So far from agriculture properly exhausting the land, it is always the sign of a vicious system of agriculture if the land is rendered poorer by it. The direct contrary should be the fact. After the farmer has had the farm for his life he should be able to hand it to his children as a better farm than it was when he had it.

In these regions, in the Rocky Mountain regions, it is especially incumbent upon us to treat the question of the natural pasturage, the question of the forests, and the question of the use of the waters, all from the one standpoint—the standpoint of the far-seeing statesman, of the far-seeing citizen, who wishes to preserve and not to exhaust the resources of the country, who wishes to see those resources come into the hands not of a few men of great wealth, least of all into the hands of a few men who will speculate in them; but be distributed among many men, each of whom intends to make his home in the land.
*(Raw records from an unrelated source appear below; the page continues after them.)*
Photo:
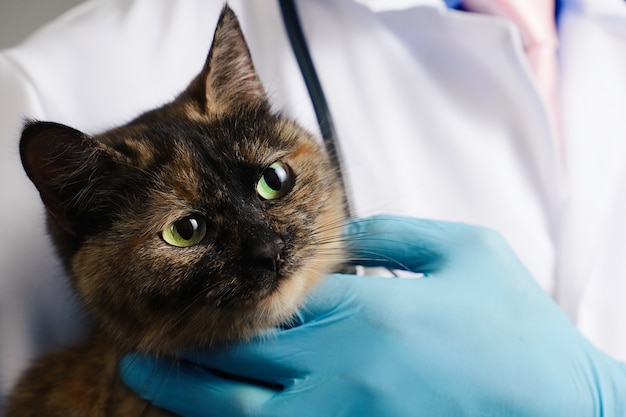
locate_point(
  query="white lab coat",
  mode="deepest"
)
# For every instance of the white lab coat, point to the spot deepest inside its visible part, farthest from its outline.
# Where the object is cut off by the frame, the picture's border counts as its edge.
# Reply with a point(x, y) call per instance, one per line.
point(437, 114)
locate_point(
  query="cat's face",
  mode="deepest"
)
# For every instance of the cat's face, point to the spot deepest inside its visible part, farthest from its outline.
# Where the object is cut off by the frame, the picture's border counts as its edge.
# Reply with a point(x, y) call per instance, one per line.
point(199, 222)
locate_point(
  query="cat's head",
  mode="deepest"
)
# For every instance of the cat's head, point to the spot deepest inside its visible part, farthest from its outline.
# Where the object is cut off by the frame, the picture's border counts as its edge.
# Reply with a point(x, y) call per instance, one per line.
point(197, 223)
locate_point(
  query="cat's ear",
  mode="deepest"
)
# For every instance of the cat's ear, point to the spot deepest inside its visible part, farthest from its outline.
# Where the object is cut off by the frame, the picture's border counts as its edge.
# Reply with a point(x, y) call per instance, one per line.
point(64, 164)
point(228, 77)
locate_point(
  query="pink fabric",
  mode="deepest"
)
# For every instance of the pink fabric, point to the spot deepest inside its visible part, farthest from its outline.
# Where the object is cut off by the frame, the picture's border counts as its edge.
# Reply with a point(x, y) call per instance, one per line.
point(535, 20)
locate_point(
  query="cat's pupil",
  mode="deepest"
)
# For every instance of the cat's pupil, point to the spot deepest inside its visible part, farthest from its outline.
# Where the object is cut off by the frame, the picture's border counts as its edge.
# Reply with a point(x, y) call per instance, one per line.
point(186, 227)
point(273, 179)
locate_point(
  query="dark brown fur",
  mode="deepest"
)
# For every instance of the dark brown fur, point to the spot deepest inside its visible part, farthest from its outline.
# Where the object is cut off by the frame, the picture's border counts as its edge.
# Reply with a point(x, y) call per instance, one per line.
point(110, 196)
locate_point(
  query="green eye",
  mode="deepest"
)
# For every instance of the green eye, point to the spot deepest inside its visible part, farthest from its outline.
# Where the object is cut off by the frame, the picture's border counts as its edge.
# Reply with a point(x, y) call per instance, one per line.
point(185, 232)
point(275, 181)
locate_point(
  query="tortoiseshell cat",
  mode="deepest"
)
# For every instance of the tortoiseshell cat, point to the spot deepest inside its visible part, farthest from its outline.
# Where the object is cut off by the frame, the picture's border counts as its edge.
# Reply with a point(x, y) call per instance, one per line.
point(198, 223)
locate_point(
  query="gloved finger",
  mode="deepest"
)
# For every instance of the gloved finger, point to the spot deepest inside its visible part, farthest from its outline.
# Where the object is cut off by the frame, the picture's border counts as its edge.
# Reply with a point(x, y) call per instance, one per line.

This whole so-called arid and semi-arid region is by nature the stock range of the Nation. One of the questions which are rising to confront us is how this range may be made to produce the greatest number and best quality of horses, cattle, and sheep, not only this year, not only next year, but for this generation and the next generation. The old system of grazing the ranges so closely as to injure the whole crop of grass was a serious detriment to the development of the West, a serious detriment to the development of our people. The ranges must be treated as a great invested capital; and that old system tended to dissipate and partially to destroy that capital. That is something that we can not as a Nation of home-makers permit. The wise man, the wise industry, the wise nation, maintains such capital unimpaired and tries to increase it; and more and more the range lands will be used in conjunction with the small irrigable areas which they include; so that the industry can take on a more stable character than ever before. It is impossible permanently, although it may be advisable for the time being, to move stock in a body from summer to winter ranges across country which can be made into homesteads, because when the country can itself be taken by actual settlers, in the long run it will only be possible to move the stock through hundreds of miles of dusty lanes where they can not graze, where they can not live. Our aim must be steadily to help develop the settler, the man who lives in the land and in growing up with it and raising his children to own it after him. More and more hereafter the stock owners will have the necessity forced upon them of providing green summer pasturage within the limits of their own ranges; and so the question of irrigation is wellnigh as important to the stockmen as to the agriculturist proper.